Savaş öncesi Yugoslavya krallığı yıkılınca; önce 1943 yılında Demokratik Federal Yugoslavya, 1946 yılında, Josip Broz Tito Yugoslavya Federal Halk Cumhuriyeti'nin ilk başkanı olmuştur. Tito soğuk savaş döneminde “Bağlantısızlar hareketini” kurmuş. Son yüzyılın siyasi akımları nedeniyle, etnik milliyetçilik ve iç savaşlar uzun süre ülkeyi huzursuz etmiştir. 1991 yılında doğu bloku, Sovyet Sosyalist Cumhuriyetler Birliği'nin dağılmasından sonra; 2. Dünya Savaşı sonrası kurulmuş olan Yugoslavya Sosyalist Federal Cumhuriyeti, yaşanan iç savaş nihayetinde 1992'de dağıtılmıştır.

Özerk cumhuriyetler mevcut sahip oldukları sınırları çerçevesinde; Bosna-Hersek, Kuzey Makedonya, Sırbistan, Hırvatistan, Slovenya ve Kosova bağımsızlıklarını ilan etmişlerdir. Türkiye'den önemli miktarda turist çeken bölgenin cazibesi doğal güzelliği yanında vizesiz giriş ve eski Türk tarihi yapıtları, Türk-İslam kültür sanatının izleridir.

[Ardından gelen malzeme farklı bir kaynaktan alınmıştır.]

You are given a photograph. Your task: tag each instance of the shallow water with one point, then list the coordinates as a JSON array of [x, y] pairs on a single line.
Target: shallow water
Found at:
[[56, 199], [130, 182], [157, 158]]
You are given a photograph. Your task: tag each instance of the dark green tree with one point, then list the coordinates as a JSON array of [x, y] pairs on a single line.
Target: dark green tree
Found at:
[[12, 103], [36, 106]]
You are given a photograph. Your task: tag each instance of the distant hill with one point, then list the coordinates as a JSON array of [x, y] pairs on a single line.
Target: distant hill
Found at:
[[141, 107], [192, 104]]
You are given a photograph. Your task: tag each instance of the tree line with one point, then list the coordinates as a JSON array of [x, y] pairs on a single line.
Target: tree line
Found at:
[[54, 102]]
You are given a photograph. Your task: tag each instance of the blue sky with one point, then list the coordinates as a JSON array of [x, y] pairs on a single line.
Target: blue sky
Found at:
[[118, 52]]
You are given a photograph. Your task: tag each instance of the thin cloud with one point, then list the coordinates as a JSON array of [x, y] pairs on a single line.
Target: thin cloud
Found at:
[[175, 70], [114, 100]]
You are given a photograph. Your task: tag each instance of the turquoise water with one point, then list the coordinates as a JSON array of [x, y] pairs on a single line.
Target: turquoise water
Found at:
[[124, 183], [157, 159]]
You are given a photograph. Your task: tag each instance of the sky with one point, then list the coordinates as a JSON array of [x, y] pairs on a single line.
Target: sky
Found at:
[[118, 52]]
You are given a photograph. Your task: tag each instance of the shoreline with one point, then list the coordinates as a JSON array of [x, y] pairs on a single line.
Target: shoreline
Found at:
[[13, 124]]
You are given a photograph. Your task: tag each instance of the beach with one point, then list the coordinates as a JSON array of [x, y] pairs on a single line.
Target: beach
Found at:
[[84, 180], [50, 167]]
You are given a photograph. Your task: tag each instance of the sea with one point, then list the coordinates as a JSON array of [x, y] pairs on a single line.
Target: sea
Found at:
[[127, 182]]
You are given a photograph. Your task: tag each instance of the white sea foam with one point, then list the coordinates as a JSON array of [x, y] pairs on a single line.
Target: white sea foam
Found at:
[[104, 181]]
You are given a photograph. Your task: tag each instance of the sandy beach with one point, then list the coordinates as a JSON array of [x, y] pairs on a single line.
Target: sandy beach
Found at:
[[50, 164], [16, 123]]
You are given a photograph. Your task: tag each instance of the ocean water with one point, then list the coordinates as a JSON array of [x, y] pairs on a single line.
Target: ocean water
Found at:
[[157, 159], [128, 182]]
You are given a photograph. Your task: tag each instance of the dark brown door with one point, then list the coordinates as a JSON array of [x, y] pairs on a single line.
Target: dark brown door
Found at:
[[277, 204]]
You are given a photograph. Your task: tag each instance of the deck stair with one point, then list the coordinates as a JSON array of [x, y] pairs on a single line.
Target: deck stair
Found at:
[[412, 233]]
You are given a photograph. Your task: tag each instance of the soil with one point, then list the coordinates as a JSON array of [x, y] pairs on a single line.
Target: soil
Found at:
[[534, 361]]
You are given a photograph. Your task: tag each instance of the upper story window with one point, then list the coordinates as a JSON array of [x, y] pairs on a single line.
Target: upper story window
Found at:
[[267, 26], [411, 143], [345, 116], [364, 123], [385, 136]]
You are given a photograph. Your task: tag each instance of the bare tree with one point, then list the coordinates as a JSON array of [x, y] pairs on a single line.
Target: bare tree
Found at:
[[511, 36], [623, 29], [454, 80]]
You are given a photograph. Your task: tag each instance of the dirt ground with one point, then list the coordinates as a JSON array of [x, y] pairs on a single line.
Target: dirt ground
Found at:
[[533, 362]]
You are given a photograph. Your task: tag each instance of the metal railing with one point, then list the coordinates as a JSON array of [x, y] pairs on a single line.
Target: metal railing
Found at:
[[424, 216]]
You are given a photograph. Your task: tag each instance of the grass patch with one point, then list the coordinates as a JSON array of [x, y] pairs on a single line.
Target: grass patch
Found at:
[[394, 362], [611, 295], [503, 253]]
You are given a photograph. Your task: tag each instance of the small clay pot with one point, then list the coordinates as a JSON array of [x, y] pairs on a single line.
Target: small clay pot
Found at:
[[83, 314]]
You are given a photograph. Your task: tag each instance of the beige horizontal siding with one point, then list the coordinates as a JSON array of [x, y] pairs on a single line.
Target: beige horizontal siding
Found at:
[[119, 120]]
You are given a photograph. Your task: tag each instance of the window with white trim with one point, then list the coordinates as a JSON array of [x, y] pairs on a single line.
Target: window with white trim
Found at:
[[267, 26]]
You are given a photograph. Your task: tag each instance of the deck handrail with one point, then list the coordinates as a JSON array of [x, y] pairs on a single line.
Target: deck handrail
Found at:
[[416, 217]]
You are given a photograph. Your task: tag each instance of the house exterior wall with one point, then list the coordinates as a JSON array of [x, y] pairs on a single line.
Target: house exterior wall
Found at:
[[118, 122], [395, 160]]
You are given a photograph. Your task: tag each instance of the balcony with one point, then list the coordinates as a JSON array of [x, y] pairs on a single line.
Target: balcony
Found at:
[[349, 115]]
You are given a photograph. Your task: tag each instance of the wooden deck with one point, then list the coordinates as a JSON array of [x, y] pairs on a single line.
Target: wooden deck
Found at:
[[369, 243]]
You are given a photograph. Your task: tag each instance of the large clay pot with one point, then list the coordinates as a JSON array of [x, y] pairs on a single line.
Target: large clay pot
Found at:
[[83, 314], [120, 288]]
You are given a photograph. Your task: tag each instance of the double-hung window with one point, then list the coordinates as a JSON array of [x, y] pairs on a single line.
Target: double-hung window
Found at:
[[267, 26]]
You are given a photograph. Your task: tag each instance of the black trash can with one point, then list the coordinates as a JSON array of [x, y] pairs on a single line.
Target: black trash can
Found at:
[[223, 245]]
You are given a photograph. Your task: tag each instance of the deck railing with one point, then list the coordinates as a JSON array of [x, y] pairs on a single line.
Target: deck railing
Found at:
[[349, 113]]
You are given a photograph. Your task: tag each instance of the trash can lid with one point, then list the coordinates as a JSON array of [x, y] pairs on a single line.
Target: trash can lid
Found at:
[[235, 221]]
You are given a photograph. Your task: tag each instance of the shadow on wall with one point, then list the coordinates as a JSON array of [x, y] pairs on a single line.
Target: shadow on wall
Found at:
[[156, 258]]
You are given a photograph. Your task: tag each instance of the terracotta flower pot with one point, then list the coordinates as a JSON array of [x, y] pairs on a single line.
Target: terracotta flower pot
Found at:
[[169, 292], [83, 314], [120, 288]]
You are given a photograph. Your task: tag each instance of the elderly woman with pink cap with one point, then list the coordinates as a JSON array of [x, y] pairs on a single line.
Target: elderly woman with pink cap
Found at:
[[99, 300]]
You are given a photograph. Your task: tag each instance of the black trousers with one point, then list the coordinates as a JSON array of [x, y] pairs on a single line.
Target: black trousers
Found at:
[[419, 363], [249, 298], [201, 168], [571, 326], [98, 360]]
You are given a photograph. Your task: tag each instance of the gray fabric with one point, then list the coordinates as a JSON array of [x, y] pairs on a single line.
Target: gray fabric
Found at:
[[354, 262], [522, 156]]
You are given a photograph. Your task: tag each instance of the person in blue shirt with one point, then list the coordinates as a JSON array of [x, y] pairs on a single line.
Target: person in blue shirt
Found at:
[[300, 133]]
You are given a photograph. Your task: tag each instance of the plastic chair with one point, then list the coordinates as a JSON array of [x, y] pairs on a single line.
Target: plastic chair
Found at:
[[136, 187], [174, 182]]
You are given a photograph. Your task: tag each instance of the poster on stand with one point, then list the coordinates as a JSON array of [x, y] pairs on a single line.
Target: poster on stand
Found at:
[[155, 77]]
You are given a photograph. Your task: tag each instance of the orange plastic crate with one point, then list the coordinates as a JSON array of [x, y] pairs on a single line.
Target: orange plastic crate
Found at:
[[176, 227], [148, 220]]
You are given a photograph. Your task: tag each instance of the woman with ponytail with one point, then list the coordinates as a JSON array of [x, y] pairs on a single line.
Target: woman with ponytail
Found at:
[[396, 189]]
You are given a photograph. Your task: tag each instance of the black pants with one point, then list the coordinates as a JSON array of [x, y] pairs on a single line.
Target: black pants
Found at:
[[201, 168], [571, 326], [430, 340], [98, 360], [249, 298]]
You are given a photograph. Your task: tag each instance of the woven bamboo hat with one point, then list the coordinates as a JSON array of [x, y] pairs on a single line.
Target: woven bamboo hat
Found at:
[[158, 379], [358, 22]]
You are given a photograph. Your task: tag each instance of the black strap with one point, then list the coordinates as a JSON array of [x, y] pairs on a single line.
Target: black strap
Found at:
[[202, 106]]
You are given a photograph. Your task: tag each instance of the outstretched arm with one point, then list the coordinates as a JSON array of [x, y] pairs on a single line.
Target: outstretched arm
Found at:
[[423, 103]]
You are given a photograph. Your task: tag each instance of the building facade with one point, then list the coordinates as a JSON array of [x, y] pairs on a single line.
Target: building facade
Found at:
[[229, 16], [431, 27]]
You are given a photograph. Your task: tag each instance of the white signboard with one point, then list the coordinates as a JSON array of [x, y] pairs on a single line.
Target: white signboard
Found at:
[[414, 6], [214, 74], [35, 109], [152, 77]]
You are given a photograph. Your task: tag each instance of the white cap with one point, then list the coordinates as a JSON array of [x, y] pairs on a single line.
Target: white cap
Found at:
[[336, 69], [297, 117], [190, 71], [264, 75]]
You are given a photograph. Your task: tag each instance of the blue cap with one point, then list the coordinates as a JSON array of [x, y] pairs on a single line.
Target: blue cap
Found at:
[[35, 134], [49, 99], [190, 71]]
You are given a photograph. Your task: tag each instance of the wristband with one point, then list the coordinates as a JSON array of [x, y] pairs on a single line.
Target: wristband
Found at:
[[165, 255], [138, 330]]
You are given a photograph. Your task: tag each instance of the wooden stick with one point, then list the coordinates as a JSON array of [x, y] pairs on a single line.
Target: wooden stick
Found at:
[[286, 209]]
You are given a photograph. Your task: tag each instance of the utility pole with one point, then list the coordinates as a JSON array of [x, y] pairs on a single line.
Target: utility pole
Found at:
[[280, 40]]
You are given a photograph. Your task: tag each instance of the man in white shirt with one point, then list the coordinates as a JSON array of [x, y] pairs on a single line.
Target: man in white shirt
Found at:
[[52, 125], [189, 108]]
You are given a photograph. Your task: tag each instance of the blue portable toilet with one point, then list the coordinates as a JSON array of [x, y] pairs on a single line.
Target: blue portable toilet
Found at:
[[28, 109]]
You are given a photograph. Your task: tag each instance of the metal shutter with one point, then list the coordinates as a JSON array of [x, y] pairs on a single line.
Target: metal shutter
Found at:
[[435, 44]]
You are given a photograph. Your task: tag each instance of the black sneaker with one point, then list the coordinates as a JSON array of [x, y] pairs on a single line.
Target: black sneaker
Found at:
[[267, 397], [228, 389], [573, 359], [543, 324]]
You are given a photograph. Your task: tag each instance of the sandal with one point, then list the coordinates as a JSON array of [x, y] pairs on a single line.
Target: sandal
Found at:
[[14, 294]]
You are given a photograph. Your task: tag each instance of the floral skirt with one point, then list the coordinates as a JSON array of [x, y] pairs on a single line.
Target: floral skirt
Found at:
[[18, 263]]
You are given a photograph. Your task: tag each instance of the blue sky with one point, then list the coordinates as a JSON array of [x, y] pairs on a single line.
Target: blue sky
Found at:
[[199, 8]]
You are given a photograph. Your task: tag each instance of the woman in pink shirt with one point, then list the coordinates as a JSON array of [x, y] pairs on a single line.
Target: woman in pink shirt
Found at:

Bölgede Türk kardeşlik ve dostluğu saygındır. Hatırlatmakta yarar vardır. Bu seyahatle Bosna-Hersek'te Neretva nehri üzerindeki Monstar Köprüsü'nden geçtik ama Sen'den hala geçemedik! Meğerki Sen, Paris'teymiş. Bir dahaki sefere Mevlâ'm kerimdir!..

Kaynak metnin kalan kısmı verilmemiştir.